The survey of people who have had a predictive genetic test for various inherited conditions aims to investigate the advantages and disadvantages of genetic test information on people’s lives and to examine cases of alleged discrimination.
Dr Sandy Taylor from UQ’s School of Social Work and Applied Human Sciences said the survey was being conducted with the help of clinical genetics services.
It is part of a larger project, funded by the Australian Research Council, investigating genetic discrimination in Australia.
“As yet, we do not have large-scale information in Australia on what people’s experiences have been after they have undertaken a predictive genetic test,” Dr Taylor said.
“The more people who fill out the questionnaire, the greater our understanding will be of the positive and negative implications of genetic testing for people in the community.
“We are hoping for a great response as this will be unique and important information for Australia.”
The overall project is being jointly undertaken by Dr Taylor, Professor Margaret Otlowski, from the University of Tasmania and Dr Kristine Barlow-Stewart from the Centre for Genetics Education in Sydney.
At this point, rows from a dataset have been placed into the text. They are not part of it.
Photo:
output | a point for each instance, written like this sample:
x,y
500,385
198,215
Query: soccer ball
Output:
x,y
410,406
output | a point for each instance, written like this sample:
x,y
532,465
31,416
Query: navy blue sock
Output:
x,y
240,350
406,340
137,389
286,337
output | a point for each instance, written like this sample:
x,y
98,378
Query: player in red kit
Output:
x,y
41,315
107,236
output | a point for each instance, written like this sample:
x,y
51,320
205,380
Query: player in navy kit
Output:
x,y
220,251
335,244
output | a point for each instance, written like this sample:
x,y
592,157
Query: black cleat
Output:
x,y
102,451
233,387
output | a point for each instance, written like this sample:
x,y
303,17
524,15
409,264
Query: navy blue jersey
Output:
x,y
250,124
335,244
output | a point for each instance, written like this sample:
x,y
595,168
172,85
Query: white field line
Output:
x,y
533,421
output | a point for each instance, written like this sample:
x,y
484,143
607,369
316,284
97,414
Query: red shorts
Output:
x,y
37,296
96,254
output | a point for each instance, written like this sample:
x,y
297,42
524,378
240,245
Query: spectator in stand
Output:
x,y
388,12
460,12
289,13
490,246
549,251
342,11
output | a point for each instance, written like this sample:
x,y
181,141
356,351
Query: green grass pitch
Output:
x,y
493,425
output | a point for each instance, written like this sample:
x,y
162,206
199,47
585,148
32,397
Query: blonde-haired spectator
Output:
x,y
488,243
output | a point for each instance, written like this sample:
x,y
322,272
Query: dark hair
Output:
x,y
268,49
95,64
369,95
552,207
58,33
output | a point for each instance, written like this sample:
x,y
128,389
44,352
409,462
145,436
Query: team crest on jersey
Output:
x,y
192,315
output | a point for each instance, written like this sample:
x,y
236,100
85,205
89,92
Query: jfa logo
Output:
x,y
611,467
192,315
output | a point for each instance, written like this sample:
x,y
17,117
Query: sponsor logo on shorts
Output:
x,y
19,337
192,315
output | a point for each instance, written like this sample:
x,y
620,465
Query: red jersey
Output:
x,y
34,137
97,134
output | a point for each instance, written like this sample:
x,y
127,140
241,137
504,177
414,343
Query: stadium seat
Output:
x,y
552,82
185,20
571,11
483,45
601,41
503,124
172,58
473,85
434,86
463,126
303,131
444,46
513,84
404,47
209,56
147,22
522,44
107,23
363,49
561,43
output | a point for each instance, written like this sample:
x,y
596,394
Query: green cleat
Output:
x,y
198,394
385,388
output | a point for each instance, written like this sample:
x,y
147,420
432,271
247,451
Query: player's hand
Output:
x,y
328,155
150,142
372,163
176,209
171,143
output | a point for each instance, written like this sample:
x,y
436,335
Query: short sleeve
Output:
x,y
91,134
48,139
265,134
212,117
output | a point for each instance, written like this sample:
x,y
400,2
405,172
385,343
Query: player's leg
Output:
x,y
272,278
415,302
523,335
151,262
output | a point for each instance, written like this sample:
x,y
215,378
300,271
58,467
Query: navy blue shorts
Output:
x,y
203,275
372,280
Increasing numbers of genetic tests have become available due to the enormous scientific advances that have been occurring in genetics. New technology can now give people precise information about whether they are at risk or not.
“Some of the positive benefits of gaining genetic information can include being able to plan for the future and to take preventive action to avoid or minimise symptoms of the condition,” Dr Taylor said.
“Disadvantages, however, can include feeling burdened by the genetic information, having problems with employment or not being able to buy insurance.”
Dr Taylor said there were many potential ethical considerations surrounding genetic testing.
“Issues have been raised about the rights to privacy of individuals regarding genetic test information, as well as their obligations to disclose this information to others,” she said.
“There are also questions about the rights of others, such as employers or insurers, to access genetic test information and the uses to which such information should be put.”
The results of the survey will be known later this year. Dr Taylor said the findings from the joint projects would be used to inform policy and law reform.